Expert: Scotto - 3/8/2010

Question
QUESTION: A rocket rises vertically from a point on the ground that is 100 m from an observer at ground level. The observer notes that the angle of elevation is increasing at a rate of 12 degrees  per second when the angle of elevation is 60 degrees . Find the speed of the rocket at that instant.
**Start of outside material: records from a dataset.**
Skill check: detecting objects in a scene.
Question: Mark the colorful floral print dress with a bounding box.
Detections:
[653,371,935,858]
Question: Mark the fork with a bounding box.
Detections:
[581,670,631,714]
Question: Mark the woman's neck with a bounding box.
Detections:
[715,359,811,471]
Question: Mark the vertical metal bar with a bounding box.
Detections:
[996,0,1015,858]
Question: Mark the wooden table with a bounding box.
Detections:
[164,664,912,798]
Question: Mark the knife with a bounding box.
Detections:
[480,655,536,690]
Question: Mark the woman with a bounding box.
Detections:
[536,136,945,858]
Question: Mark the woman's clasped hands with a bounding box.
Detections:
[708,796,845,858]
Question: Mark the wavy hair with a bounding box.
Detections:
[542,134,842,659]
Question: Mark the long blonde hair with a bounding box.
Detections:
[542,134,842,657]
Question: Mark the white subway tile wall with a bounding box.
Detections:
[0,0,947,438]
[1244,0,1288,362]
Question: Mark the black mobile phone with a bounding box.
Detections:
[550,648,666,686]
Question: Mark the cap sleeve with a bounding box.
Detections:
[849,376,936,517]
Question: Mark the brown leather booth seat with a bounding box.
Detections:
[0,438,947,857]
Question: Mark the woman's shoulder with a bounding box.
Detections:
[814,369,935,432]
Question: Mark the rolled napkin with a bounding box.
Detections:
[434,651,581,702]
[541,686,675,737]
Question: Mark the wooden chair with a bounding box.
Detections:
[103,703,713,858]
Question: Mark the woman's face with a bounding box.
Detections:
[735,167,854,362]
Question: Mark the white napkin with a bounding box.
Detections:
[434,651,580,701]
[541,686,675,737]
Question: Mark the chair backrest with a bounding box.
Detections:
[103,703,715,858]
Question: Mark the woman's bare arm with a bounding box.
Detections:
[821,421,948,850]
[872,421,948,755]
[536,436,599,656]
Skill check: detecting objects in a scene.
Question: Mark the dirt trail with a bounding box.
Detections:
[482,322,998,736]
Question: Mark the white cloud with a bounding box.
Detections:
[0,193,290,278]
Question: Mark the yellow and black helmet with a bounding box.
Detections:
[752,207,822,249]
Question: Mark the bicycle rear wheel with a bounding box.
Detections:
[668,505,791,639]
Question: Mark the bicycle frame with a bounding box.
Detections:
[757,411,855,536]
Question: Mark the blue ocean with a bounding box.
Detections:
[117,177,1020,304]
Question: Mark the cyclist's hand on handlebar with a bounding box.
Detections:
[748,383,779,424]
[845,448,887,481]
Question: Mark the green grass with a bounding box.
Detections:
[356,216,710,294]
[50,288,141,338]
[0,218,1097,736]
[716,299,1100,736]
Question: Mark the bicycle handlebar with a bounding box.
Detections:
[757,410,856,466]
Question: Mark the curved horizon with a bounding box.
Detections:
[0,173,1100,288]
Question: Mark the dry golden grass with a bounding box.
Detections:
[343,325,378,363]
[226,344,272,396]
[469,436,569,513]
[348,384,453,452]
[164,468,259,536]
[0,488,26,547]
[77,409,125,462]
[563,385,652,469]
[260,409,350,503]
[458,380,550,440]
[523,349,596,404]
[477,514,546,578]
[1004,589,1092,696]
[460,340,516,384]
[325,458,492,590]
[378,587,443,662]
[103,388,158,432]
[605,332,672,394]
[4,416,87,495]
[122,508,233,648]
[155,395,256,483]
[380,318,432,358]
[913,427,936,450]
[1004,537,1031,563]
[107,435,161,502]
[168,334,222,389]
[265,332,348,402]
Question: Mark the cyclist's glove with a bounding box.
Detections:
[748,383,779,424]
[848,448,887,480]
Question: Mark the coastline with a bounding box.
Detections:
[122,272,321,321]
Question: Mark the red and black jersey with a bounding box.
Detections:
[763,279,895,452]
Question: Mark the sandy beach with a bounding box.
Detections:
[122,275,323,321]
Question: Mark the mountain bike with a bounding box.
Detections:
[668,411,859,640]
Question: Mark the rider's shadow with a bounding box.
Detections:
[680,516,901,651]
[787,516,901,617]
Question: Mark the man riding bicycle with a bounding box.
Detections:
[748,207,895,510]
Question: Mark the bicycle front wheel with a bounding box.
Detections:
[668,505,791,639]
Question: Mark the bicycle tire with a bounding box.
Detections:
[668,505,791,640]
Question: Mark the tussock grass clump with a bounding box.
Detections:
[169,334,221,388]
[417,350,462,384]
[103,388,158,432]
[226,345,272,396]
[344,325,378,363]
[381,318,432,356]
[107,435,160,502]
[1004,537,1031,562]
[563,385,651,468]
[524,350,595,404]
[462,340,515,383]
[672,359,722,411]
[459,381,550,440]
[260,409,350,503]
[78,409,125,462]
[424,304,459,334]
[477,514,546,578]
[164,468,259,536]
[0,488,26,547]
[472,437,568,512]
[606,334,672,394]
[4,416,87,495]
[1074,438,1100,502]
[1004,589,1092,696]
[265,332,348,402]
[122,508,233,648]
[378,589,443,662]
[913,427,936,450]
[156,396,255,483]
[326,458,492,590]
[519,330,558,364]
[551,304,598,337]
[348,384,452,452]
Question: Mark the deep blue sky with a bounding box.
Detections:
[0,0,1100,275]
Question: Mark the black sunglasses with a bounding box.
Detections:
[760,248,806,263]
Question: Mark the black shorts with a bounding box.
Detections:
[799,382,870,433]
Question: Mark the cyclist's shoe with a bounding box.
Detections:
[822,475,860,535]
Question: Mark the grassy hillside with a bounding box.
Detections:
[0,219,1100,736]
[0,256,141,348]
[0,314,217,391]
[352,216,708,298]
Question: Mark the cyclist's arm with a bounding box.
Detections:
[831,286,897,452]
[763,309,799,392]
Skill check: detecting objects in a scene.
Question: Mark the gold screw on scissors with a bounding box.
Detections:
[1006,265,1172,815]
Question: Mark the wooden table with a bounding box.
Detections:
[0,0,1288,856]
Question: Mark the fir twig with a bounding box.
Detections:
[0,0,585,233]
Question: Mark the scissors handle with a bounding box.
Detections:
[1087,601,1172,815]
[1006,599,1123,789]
Hint: remember to use radians.

ANSWER: Convert to polar coordinates.

Use x² + y² = r² and y/x = tanΘ., where x is a constant of 100.

Note that dΘ/dt = 12°/s.  In calculus, work needs to be done in radians.  12° = π/15 radians.

Once the derivative has been taken, note that an angle of 60° makes the height 100√3
and the hypoteneuse 2*base = 100.

To find the speed of the rocket, note that it is dy.
Since x is a constant, dy is found by taking the derivative of y/x = tanΘ
and getting (1/x)dy = sec²Θ dΘ.

The values of x, Θ, and dΘ are known, so dy can be found.


---------- FOLLOW-UP ----------

QUESTION: im not sure if i understood properly can u plz futher solve the problem so i can get and idea of how to do it

Answer
The x measurement is 100.  The y measurement is unknown.
From both of these, it is known that r² = x² + y².
Putting in x=100, we get r² = 10,000 + y².
Taking the derivative gives us 2r dr = 2y dy.

It is known that the angle Θ has the property that tanΘ = y/x.
Taking the derivative gives sec²(Θ) dΘ = (1/x) dy since x is a constant { namely, 100 }.
This can be used to say that dy = 100*sec²(Θ)*dΘ.

It is known that dΘ = 12°/sec.  Multiply by π/180 to get radians.  Thus, dΘ = 12π/180 = π/15.

We are given that Θ = 60°, and that, converted to radians by *π/180 is Θ = π/3.
It is known that sec(60°) = 1/cos(60°) = 1/(1/2) = 2.

Since we have x = 100, sec(60°) = 2, and dΘ = π/15,
these can all be put in dy = x*sec²(60°)*dΘ to find dy.